Jayashree Iyer
Jayashree Iyer
Helios Scholar

School: Arizona State University

Hometown: Tempe, Arizona

Mentor: Michael Berens, PhD

Email This Article Print This Page

Precision opening of the blood brain barrier via ultrasound-mediated disruption

Treating primary tumors (glioblastomas) or metastatic tumors (melanoma, lung cancer, breast cancer) in the brain, proves challenging by virtue of the protective function of the blood-brain barrier (BBB). The tight junction proteins (TJPs) binding the specialized endothelial cells of the BBB largely contribute to the limited permeability of cancer-therapeutic drugs. In both preclinical and clinical models, low intensity focused ultrasound (LIFU) coupled with microbubbles has been proven to safely and transiently open the BBB. Despite this method being established, potential genetic influences on the durability and vulnerability of tight junctions to LIFU have not been elucidated, nor have the determinants of tight junction repair post LIFU been thoroughly investigated. We report the development of an ultrasound transparent organ-on-chip model populated by iPSC-derived endothelial cells (iPSC-EC) co-cultured with astrocytes.
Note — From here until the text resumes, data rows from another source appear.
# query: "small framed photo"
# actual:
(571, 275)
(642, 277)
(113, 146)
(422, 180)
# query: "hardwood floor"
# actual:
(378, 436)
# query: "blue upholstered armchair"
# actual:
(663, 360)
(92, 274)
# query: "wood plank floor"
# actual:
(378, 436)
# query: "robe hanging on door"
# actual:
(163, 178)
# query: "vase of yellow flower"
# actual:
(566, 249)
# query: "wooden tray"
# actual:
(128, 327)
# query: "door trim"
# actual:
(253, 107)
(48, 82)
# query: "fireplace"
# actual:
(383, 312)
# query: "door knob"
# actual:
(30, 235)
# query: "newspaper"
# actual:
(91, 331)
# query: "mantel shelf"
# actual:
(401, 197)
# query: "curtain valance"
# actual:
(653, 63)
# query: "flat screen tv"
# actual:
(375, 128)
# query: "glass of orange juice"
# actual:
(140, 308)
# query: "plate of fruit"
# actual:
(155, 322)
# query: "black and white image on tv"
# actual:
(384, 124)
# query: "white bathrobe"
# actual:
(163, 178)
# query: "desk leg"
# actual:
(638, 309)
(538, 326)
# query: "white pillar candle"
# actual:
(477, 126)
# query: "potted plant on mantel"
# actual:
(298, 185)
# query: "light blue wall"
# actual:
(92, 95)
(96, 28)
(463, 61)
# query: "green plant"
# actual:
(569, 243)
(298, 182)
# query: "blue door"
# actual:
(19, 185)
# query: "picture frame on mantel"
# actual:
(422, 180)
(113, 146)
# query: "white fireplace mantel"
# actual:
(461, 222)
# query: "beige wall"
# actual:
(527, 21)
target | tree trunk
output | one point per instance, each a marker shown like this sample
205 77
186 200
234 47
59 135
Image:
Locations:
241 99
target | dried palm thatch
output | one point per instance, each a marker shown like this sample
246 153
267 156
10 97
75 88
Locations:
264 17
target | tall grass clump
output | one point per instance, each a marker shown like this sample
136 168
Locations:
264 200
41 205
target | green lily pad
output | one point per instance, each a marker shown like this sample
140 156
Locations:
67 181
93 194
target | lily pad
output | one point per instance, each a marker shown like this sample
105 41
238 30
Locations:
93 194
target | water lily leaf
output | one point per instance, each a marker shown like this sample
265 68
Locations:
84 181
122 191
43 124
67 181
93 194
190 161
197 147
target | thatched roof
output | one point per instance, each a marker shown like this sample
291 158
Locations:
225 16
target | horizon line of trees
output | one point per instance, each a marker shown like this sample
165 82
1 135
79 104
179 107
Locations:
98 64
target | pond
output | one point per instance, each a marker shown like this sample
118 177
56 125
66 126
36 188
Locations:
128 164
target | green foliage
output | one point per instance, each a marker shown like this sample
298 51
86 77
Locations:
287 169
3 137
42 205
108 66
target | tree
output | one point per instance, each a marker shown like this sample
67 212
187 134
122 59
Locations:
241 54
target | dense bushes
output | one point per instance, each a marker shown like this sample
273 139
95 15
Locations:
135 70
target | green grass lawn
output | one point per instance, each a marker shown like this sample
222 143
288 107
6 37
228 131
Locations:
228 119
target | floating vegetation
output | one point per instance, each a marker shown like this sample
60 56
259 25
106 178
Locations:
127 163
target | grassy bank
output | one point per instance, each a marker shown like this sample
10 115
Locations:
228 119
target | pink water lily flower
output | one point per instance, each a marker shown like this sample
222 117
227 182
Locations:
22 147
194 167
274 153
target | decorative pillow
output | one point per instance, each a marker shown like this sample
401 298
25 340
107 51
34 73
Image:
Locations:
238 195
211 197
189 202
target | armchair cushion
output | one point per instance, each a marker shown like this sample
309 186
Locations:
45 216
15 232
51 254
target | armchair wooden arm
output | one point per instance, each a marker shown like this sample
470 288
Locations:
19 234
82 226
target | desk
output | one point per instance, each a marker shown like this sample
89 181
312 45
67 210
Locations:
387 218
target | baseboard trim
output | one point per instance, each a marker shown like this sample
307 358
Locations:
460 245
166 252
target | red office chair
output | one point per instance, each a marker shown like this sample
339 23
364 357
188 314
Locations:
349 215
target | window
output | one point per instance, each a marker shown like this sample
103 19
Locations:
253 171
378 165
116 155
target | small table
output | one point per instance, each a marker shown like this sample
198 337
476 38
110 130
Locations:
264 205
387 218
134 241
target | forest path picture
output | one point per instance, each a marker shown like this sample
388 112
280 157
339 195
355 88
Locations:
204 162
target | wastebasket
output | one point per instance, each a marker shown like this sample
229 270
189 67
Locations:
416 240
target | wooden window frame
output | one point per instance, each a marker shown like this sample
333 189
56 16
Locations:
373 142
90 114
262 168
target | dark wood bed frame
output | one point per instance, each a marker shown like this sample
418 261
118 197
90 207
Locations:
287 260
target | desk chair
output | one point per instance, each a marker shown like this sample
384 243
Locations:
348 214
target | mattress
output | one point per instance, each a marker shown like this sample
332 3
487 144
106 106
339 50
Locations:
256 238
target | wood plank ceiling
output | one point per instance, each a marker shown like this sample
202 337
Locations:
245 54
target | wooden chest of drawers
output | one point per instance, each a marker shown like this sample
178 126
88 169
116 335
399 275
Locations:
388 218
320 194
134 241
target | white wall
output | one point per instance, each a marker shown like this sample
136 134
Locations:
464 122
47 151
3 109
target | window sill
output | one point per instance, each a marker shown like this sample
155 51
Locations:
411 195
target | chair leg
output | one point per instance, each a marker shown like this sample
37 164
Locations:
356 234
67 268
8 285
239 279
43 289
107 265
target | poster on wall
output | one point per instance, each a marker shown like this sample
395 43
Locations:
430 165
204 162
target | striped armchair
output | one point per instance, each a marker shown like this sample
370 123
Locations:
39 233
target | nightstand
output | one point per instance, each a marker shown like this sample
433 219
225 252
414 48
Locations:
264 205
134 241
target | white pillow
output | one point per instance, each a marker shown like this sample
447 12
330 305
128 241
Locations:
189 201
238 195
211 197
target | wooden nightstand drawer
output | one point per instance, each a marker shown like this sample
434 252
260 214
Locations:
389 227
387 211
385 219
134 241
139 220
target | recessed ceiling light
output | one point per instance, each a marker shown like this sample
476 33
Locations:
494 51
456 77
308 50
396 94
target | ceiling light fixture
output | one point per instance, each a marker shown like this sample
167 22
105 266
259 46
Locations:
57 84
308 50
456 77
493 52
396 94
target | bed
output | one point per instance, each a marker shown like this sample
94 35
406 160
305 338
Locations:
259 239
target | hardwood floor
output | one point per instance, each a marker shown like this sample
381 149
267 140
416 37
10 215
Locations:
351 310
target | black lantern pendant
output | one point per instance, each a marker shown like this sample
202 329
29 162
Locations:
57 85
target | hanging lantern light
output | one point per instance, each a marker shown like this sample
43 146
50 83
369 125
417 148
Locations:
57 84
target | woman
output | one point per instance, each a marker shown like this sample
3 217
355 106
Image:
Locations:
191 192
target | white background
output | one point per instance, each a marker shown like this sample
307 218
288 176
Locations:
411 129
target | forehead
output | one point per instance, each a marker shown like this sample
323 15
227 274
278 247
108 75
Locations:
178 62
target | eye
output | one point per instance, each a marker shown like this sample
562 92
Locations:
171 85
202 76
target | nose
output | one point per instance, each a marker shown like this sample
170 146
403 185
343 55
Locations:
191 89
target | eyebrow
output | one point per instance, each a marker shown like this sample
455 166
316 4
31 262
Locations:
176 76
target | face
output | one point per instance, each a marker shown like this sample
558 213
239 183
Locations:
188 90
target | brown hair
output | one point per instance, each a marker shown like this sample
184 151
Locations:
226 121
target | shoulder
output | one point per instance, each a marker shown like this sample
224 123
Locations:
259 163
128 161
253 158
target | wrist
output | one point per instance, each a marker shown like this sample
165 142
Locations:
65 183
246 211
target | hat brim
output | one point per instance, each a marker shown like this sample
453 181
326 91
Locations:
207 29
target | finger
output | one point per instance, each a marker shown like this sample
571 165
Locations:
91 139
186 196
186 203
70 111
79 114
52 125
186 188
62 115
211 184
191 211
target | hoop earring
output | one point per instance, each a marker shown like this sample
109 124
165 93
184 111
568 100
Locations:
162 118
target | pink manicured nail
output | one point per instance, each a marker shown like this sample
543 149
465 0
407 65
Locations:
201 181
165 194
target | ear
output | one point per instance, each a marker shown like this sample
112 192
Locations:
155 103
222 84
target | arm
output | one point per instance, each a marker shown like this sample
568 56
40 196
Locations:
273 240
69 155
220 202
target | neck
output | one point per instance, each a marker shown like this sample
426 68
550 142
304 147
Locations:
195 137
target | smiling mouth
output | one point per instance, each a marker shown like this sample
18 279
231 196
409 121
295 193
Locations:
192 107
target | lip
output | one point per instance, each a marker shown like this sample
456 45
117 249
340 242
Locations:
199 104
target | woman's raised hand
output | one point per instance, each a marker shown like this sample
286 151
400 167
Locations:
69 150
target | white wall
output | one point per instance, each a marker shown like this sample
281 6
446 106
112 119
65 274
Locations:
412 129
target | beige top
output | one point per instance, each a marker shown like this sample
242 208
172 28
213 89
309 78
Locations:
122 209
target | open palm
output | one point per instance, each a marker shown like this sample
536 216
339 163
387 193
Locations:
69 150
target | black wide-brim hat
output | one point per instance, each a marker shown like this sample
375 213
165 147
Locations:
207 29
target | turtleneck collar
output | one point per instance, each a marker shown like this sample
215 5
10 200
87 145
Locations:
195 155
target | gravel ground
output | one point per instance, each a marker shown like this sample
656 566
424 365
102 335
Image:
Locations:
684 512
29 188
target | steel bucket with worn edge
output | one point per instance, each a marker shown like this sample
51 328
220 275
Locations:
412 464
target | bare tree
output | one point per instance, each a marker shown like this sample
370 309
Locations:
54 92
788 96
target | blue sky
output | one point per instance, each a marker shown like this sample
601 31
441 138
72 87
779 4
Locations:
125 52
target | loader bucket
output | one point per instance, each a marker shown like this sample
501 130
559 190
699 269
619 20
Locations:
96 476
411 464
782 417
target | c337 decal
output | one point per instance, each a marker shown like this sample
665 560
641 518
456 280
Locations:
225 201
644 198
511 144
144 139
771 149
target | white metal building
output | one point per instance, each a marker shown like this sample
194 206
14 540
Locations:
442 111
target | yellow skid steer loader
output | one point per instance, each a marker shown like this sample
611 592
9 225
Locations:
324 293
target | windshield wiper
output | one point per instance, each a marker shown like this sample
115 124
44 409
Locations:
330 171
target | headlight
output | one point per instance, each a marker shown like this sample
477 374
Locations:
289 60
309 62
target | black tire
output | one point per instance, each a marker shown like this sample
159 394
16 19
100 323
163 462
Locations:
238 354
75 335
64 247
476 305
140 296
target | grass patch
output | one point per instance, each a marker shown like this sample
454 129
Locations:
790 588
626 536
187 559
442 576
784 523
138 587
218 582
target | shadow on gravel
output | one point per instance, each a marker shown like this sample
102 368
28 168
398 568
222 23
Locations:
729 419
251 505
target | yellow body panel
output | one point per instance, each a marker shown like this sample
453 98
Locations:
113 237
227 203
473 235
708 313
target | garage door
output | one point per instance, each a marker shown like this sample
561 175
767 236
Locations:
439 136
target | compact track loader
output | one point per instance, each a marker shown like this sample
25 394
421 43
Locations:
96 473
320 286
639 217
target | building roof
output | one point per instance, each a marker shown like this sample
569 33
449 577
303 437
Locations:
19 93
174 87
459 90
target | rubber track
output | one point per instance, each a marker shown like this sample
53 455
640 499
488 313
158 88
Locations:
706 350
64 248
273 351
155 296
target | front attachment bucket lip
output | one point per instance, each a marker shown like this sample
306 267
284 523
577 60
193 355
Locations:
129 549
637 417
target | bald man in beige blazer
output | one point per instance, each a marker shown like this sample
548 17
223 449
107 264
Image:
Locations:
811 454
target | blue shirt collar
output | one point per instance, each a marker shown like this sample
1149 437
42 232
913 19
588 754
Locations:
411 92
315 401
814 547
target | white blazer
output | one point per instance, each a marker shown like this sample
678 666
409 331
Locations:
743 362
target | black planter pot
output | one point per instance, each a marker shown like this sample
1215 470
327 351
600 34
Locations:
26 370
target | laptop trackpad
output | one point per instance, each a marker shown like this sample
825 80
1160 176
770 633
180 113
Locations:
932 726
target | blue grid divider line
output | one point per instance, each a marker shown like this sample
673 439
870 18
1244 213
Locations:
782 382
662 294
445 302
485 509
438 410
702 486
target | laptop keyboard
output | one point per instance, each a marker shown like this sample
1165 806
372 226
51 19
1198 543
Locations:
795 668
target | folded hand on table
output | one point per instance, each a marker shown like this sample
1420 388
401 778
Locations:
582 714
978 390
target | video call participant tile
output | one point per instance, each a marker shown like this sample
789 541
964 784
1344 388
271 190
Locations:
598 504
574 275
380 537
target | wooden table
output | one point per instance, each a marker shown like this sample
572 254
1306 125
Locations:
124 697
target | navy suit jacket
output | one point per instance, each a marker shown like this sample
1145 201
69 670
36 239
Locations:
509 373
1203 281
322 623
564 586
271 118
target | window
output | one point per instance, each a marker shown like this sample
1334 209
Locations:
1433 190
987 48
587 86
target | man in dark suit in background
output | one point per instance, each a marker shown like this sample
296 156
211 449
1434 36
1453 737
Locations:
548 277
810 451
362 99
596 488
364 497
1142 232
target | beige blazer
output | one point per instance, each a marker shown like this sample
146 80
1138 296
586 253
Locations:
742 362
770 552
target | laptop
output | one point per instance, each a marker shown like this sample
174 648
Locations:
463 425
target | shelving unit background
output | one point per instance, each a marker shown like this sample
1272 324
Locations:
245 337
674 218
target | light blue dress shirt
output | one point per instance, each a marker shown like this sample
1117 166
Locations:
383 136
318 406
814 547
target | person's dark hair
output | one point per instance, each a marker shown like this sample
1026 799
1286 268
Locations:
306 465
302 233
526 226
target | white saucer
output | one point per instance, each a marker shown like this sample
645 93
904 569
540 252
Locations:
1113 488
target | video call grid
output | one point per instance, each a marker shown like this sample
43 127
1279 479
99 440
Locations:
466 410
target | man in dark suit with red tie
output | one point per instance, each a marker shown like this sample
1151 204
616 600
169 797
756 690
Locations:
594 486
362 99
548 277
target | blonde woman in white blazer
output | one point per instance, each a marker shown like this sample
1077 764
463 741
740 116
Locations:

We aim to probe the contributions of various tight junction genes to barrier integrity along with the subsequent protein topology involved in reassembly post ultrasound. Thus, this model serves to determine parameters for ultrasound disruption for precision opening of the BBB. The BBB-On-Chip was successfully fabricated and assembled with an optimized technique that has an 80% yield of leak-free devices, with stable cavitation post nanobubble injection. We have also demonstrated by confocal microscopy that vital components of the TJP complex and the vascular endothelium, ZO-1 and CD-31, can be visualized at iPSC-differentiated cell junctions and membrane surface, respectively. Furthermore, western blot reveals claudin-5 expression in our iPSC-differentiated endothelial cells. Expression of key brain EC markers signify successful differentiation to assemble in the BBB-on-Chip to test different parameters of ultrasound disruption. Efforts are underway to characterize the contributions of tight junction genes and their variations to the integrity and disruption of the BBB.